[prev in list] [next in list] [prev in thread] [next in thread] 

List:       linux-raid
Subject:    Re: mdadm --stop goes off and never comes back?
From:       "Jon Nelson" <jnelson-linux-raid () jamponi ! net>
Date:       2007-12-22 13:01:44
Message-ID: cccedfc60712220501n28cd9a6dx57e437c01dd1c1fb () mail ! gmail ! com
[Download RAW message or body]

On 12/22/07, Neil Brown <neilb@suse.de> wrote:
> On Wednesday December 19, jnelson-linux-raid@jamponi.net wrote:
> > On 12/19/07, Jon Nelson <jnelson-linux-raid@jamponi.net> wrote:
> > > On 12/19/07, Neil Brown <neilb@suse.de> wrote:
> > > > On Tuesday December 18, jnelson-linux-raid@jamponi.net wrote:
> > > > >
> > > > > I tried to stop the array:
> > > > >
> > > > > mdadm --stop /dev/md2
> > > > >
> > > > > and mdadm never came back. It's off in the kernel somewhere. :-(
>
> Looking at your stack traces, you have the "mdadm -S" holding
> an md lock and trying to get a sysfs lock as part of tearing down the
> array, and 'hald' is trying to read some attribute in
>    /sys/block/md....
> and is holding the sysfs lock and trying to get the md lock.
> A classic AB-BA deadlock.
>
> >
> > NOTE: kernel is stock openSUSE 10.3 kernel, x86_64, 2.6.22.13-0.3-default.
> >
>
> It is fixed in mainline with some substantial changes to sysfs.
> I don't imagine they are likely to get back ported to openSUSE, but
> you could try logging a bugzilla if you like.

Nah - I'm eagerly awaiting new kernels anyway as I have some network
cards that work much better (read: they work) with 2.6.24rc3+.
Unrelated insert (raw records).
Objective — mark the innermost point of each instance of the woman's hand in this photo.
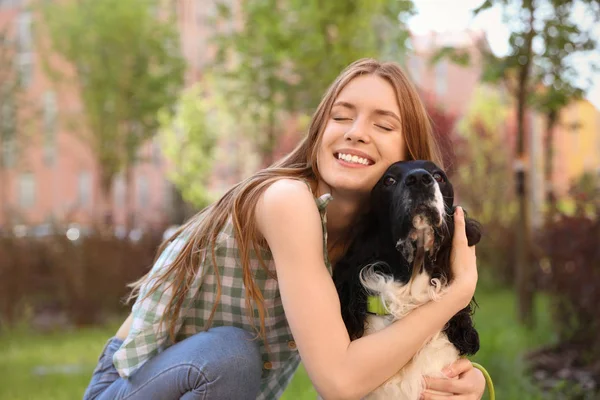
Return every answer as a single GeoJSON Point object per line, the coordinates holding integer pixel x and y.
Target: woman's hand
{"type": "Point", "coordinates": [470, 384]}
{"type": "Point", "coordinates": [463, 260]}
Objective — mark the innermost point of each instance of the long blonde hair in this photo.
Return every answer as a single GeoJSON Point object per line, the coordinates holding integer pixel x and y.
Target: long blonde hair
{"type": "Point", "coordinates": [239, 202]}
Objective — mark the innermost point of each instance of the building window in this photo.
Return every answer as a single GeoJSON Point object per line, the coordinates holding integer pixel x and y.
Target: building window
{"type": "Point", "coordinates": [24, 32]}
{"type": "Point", "coordinates": [441, 78]}
{"type": "Point", "coordinates": [414, 68]}
{"type": "Point", "coordinates": [26, 190]}
{"type": "Point", "coordinates": [143, 192]}
{"type": "Point", "coordinates": [84, 188]}
{"type": "Point", "coordinates": [50, 112]}
{"type": "Point", "coordinates": [119, 191]}
{"type": "Point", "coordinates": [9, 3]}
{"type": "Point", "coordinates": [8, 152]}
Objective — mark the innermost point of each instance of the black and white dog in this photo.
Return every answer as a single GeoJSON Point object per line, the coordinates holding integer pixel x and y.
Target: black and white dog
{"type": "Point", "coordinates": [401, 255]}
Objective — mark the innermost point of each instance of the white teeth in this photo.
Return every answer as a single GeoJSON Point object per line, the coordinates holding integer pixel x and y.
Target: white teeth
{"type": "Point", "coordinates": [353, 159]}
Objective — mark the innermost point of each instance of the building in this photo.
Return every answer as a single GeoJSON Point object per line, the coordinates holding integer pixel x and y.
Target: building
{"type": "Point", "coordinates": [53, 178]}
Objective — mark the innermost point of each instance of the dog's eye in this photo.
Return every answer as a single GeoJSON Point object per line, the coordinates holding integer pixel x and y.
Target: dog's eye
{"type": "Point", "coordinates": [438, 177]}
{"type": "Point", "coordinates": [389, 181]}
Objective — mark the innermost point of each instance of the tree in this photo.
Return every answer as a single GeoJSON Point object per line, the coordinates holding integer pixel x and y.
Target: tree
{"type": "Point", "coordinates": [126, 67]}
{"type": "Point", "coordinates": [541, 30]}
{"type": "Point", "coordinates": [189, 138]}
{"type": "Point", "coordinates": [287, 52]}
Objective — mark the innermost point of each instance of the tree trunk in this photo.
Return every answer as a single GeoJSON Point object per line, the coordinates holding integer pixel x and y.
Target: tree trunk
{"type": "Point", "coordinates": [552, 119]}
{"type": "Point", "coordinates": [524, 271]}
{"type": "Point", "coordinates": [129, 199]}
{"type": "Point", "coordinates": [105, 217]}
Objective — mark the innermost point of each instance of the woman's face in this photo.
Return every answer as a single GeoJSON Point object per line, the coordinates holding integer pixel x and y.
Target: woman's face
{"type": "Point", "coordinates": [362, 137]}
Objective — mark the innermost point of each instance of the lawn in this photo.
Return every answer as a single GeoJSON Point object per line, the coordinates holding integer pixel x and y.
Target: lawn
{"type": "Point", "coordinates": [58, 366]}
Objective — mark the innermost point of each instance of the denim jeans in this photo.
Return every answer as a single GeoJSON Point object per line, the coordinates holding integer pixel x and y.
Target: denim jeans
{"type": "Point", "coordinates": [221, 363]}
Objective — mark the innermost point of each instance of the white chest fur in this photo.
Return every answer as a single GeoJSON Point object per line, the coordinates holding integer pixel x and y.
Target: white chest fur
{"type": "Point", "coordinates": [436, 354]}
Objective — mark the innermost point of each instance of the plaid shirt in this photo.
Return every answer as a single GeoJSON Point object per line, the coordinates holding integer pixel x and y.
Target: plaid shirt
{"type": "Point", "coordinates": [146, 338]}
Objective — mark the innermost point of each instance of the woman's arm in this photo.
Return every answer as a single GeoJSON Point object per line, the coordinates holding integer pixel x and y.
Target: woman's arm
{"type": "Point", "coordinates": [339, 368]}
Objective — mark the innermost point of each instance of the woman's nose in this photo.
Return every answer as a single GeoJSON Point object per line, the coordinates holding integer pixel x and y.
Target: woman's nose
{"type": "Point", "coordinates": [358, 132]}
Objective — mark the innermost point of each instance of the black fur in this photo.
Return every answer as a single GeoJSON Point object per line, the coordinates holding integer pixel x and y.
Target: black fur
{"type": "Point", "coordinates": [390, 218]}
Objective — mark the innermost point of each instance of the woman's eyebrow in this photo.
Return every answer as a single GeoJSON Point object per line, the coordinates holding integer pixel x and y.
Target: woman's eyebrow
{"type": "Point", "coordinates": [344, 104]}
{"type": "Point", "coordinates": [351, 106]}
{"type": "Point", "coordinates": [388, 113]}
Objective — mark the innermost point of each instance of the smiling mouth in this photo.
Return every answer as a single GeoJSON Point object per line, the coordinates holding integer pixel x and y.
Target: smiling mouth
{"type": "Point", "coordinates": [354, 159]}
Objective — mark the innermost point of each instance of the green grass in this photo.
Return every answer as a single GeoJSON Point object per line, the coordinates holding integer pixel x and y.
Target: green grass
{"type": "Point", "coordinates": [21, 352]}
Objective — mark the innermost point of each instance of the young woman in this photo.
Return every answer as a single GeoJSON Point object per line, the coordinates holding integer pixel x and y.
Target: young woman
{"type": "Point", "coordinates": [244, 290]}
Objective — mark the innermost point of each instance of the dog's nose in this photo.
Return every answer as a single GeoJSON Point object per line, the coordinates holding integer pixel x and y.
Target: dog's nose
{"type": "Point", "coordinates": [419, 178]}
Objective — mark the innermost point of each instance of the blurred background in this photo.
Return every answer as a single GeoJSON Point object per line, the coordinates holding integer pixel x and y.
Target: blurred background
{"type": "Point", "coordinates": [119, 119]}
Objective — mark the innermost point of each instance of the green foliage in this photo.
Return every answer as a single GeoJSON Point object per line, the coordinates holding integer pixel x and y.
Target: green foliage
{"type": "Point", "coordinates": [126, 68]}
{"type": "Point", "coordinates": [483, 177]}
{"type": "Point", "coordinates": [287, 52]}
{"type": "Point", "coordinates": [189, 138]}
{"type": "Point", "coordinates": [503, 345]}
{"type": "Point", "coordinates": [546, 40]}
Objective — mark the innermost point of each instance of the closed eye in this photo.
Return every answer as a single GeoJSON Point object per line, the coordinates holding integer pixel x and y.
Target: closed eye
{"type": "Point", "coordinates": [385, 128]}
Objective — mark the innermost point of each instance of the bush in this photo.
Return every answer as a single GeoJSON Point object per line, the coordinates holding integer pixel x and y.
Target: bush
{"type": "Point", "coordinates": [83, 280]}
{"type": "Point", "coordinates": [570, 270]}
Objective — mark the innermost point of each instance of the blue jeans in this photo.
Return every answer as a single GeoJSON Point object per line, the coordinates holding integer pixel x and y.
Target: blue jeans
{"type": "Point", "coordinates": [221, 363]}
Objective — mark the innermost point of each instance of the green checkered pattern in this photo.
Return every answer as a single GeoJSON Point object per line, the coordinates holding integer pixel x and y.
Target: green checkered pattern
{"type": "Point", "coordinates": [147, 337]}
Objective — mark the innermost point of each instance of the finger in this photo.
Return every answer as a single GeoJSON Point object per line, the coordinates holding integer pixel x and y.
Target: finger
{"type": "Point", "coordinates": [427, 395]}
{"type": "Point", "coordinates": [449, 386]}
{"type": "Point", "coordinates": [457, 368]}
{"type": "Point", "coordinates": [460, 232]}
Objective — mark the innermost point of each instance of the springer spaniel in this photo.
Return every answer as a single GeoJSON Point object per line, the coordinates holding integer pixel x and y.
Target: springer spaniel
{"type": "Point", "coordinates": [399, 260]}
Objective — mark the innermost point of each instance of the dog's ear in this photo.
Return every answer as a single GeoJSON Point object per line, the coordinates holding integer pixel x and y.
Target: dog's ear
{"type": "Point", "coordinates": [473, 230]}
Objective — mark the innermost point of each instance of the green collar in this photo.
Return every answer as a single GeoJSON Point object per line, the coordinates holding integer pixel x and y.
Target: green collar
{"type": "Point", "coordinates": [376, 306]}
> The 'hald' process is interruptible and killing it would release the
> deadlock.

Cool.

> I suspect you have to be fairly unlucky to lose the race but it is
> obviously quite possible.

Sometimes we are all a little unlucky. In my case, it cost me a reboot
or, in others, nothing at all. Fortunately this was not a production
system with lots of users.

> I don't think there is anything I can do on the md side to avoid the
> bug.

In the situation I don't think that such a change would be warranted anyway.
Thanks again for looking at this. I'm a big believer in the 'canary in
a coal mine' mentality - some problems may indications of much more
serious issues, but in this case, it would appear that the issue has
already been taken care of. Have a Happy Holidays.

-- 
Jon
-
To unsubscribe from this list: send the line "unsubscribe linux-raid" in
the body of a message to majordomo@vger.kernel.org
More majordomo info at  http://vger.kernel.org/majordomo-info.html
[prev in list] [next in list] [prev in thread] [next in thread] 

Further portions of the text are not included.